One principal member in suburban Sydney told the union that during Term 4 she had regularly taught classes because of the lack of casual staff, as had her leadership team and specialist teachers. Another Sydney principal said he had two ongoing unfilled permanent vacancies which were impacting heavily on workload.
A regional principal member argued that for the future of the profession, governments, employers and unions must work collectively to increase teachers’ pay, improve their working conditions and ensure more secure employment, citing research from the University of Sydney (see Newsmonth #7, October 2021) showing that teachers’ salaries have not kept pace with increases for other professionals.
Within the context of these challenges, it is also important to celebrate the ongoing work of the union in 2021 for our members.
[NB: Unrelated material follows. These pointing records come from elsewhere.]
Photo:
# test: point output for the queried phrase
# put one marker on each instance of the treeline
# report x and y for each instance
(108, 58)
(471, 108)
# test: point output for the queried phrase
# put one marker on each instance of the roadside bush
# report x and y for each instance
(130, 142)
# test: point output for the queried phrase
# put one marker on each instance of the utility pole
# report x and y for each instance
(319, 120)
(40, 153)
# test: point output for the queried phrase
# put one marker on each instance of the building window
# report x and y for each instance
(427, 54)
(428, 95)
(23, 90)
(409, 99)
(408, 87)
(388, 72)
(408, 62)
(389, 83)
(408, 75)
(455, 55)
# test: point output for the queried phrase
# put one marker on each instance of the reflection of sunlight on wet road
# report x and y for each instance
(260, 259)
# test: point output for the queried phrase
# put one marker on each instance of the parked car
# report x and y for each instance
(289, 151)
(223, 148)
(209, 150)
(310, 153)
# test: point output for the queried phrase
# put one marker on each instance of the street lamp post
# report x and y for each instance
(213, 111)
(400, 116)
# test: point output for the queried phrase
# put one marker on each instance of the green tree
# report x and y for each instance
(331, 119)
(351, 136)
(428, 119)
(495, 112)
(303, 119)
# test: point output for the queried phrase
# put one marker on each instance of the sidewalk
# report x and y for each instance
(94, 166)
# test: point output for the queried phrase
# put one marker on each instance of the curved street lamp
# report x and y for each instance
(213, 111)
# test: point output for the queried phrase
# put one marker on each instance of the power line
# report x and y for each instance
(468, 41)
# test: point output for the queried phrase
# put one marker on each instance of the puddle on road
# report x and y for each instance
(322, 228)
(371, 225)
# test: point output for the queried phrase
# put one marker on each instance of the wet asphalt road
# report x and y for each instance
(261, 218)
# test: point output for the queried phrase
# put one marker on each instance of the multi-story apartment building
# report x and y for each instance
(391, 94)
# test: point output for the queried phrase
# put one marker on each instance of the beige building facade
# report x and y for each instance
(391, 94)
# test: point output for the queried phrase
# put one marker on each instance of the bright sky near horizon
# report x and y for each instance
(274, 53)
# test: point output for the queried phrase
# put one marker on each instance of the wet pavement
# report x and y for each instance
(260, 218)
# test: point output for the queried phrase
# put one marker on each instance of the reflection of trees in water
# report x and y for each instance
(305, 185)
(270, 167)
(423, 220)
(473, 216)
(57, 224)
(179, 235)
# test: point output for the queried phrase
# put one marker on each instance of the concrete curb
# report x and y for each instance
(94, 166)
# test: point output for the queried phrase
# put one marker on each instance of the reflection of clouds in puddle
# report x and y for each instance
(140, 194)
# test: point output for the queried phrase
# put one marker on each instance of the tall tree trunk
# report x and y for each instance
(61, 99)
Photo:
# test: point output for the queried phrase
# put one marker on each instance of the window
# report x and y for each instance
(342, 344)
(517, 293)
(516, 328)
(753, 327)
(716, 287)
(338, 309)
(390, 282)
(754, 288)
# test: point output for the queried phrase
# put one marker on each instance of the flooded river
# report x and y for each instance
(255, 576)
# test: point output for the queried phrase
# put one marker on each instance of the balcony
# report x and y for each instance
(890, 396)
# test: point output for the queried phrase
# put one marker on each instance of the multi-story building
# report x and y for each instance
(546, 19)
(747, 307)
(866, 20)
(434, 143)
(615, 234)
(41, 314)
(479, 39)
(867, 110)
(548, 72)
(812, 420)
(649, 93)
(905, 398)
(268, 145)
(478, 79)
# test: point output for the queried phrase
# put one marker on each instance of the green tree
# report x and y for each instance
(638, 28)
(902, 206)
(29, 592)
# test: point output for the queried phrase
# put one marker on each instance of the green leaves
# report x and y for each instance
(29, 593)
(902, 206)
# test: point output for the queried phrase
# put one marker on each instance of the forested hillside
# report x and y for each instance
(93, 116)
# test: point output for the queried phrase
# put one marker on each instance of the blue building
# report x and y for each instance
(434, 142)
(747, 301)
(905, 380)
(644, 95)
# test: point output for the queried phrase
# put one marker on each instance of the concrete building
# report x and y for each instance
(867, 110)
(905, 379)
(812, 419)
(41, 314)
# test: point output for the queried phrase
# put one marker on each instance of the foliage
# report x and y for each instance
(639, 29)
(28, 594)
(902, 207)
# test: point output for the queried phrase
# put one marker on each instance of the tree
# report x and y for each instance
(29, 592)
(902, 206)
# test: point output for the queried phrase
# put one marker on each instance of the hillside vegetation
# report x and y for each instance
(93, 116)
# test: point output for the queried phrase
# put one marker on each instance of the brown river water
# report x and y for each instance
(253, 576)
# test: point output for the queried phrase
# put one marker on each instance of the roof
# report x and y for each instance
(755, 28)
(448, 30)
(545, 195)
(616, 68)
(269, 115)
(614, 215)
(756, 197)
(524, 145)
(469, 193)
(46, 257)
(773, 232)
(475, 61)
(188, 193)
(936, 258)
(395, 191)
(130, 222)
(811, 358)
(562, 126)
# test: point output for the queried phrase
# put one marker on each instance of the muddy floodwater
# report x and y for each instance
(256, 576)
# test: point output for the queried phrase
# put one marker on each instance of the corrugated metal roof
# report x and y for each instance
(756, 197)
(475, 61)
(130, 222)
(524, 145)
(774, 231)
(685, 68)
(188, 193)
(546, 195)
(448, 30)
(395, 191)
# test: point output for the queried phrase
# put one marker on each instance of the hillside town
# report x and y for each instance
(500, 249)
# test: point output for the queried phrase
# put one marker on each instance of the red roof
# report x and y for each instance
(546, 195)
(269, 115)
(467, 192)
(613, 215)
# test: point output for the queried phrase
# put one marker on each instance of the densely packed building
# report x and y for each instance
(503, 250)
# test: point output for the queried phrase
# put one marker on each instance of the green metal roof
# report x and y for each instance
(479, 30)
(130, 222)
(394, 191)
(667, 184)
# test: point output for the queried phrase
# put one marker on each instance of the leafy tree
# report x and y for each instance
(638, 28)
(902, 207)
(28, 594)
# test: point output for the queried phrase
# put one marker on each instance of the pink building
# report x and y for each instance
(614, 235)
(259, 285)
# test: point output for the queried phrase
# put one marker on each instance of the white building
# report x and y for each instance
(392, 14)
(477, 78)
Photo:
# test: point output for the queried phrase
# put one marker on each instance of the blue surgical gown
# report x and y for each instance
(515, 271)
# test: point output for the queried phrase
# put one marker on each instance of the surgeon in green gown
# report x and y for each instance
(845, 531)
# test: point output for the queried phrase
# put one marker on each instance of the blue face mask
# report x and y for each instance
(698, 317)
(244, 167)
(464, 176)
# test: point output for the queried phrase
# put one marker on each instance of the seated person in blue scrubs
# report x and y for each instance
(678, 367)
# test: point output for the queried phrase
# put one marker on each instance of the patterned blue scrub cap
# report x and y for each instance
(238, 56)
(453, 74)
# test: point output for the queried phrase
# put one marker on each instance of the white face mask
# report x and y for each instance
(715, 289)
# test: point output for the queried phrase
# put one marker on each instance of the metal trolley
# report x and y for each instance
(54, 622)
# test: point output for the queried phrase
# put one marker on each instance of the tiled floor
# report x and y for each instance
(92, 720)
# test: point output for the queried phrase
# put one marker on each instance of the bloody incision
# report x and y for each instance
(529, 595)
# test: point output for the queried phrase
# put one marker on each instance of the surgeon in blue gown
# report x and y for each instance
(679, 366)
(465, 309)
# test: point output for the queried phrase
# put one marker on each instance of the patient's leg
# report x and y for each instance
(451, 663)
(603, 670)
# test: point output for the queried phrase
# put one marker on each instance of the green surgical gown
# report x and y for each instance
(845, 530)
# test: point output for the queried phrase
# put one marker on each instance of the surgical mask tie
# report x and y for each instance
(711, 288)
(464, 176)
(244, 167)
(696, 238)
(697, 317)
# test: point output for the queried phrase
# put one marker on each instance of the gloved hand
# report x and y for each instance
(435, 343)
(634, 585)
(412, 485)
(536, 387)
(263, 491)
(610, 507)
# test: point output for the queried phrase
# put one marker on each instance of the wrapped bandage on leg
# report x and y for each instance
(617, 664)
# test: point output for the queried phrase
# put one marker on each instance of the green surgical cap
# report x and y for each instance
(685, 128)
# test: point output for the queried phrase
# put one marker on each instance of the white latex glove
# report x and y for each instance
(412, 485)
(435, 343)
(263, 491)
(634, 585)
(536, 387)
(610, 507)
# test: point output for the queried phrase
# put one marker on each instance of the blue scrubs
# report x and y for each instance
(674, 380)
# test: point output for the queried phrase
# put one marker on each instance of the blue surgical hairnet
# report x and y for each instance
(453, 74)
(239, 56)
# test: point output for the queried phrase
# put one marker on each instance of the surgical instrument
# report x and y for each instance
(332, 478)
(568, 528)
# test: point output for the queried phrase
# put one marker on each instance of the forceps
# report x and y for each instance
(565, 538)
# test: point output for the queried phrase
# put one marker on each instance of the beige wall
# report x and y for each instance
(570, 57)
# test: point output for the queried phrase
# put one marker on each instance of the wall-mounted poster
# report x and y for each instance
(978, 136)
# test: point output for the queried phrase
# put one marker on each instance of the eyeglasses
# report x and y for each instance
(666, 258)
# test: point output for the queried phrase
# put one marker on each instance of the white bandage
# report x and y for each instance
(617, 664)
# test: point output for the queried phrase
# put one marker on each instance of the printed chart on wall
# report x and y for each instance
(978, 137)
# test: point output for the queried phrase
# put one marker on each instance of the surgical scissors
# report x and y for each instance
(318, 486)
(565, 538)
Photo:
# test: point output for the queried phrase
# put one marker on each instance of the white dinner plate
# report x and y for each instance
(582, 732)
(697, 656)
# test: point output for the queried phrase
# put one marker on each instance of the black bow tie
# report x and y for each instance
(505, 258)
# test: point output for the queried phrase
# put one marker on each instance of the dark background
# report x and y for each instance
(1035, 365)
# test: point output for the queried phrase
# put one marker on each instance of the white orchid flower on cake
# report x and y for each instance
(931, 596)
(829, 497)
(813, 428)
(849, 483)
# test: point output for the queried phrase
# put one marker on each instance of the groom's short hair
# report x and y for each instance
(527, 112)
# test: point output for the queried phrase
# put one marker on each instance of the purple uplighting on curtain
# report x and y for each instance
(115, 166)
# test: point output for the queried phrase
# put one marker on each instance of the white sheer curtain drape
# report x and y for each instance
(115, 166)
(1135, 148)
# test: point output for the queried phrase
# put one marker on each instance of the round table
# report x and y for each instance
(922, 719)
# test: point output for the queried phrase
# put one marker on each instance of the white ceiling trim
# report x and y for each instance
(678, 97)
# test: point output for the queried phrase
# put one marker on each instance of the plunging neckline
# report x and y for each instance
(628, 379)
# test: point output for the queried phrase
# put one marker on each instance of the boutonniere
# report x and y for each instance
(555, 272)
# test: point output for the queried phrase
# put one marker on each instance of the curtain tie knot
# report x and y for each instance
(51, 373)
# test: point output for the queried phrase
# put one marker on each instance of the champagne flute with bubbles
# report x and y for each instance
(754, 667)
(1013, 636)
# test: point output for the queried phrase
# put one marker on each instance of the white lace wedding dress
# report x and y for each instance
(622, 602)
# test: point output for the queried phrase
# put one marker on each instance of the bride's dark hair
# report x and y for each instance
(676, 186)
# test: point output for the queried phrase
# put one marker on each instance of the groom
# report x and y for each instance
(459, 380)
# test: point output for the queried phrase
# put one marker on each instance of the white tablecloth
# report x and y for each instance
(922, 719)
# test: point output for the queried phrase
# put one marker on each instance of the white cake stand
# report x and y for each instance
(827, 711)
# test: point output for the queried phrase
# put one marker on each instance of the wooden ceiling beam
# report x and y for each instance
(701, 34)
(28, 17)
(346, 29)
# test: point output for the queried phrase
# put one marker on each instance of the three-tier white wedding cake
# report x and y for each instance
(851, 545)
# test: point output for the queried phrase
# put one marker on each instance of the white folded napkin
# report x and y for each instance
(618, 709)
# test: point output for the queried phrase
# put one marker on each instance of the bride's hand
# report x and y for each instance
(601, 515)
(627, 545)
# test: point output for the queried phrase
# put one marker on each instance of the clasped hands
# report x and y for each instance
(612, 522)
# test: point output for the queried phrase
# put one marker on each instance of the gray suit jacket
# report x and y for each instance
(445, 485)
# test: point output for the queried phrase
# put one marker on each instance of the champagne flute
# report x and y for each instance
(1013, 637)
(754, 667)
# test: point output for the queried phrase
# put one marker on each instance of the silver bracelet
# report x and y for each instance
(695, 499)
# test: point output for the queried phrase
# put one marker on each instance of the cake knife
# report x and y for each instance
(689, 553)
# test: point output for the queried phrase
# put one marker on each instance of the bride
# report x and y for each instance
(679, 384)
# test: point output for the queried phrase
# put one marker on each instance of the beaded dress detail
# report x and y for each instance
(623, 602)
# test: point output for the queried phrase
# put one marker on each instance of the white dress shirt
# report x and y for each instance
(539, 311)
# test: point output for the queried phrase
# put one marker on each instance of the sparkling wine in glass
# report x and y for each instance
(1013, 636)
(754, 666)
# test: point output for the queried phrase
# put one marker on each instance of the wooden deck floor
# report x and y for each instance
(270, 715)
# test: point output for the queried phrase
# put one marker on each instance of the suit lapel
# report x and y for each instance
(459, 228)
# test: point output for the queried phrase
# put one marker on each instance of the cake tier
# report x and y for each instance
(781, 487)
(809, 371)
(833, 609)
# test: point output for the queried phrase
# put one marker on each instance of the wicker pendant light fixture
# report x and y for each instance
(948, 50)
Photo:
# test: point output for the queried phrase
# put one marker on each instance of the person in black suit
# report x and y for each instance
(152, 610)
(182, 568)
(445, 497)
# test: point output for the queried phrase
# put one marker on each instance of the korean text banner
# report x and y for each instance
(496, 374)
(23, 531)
These include:
- ongoing bargaining for enterprise agreements (EA), including the Term 4 voting for the independent sector MEAs and for counsellors in the Parramatta Diocese, the current EA negotiations in the Adventist sector and for Life Education members, and the upcoming campaign in the NSW/ACT Catholic systemic sector; bargaining has also continued in the early childhood sector for new and renewed agreements
- support for members individually and collectively in relation to workplace concerns and disputes
- important gains in the IEU’s case in the Fair Work Commission for pay equity for early childhood teachers that will result in substantial pay rises for teachers employed under modern awards
- a focus on support staff through the joint IEU/employer working party in the Catholic systemic sector to seek pay parity with NSW government sector support staff
- continued engagement and advocacy with NESA and TQI in relation to teacher professional development and accreditation
- improving the NCCD process through the development of an agreed Factsheet in conjunction with the Federal Department of Education, Skills and Employment
- ongoing IEU involvement with the social justice, women and equity and environmental agendas.
The heart of the IEU’s role is working collectively with our members to protect and enhance their industrial and professional interests and their wellbeing.
As 2021 draws to a close, the union thanks all members for their engagement and support and we all hope for a safe and healthy year ahead in 2022.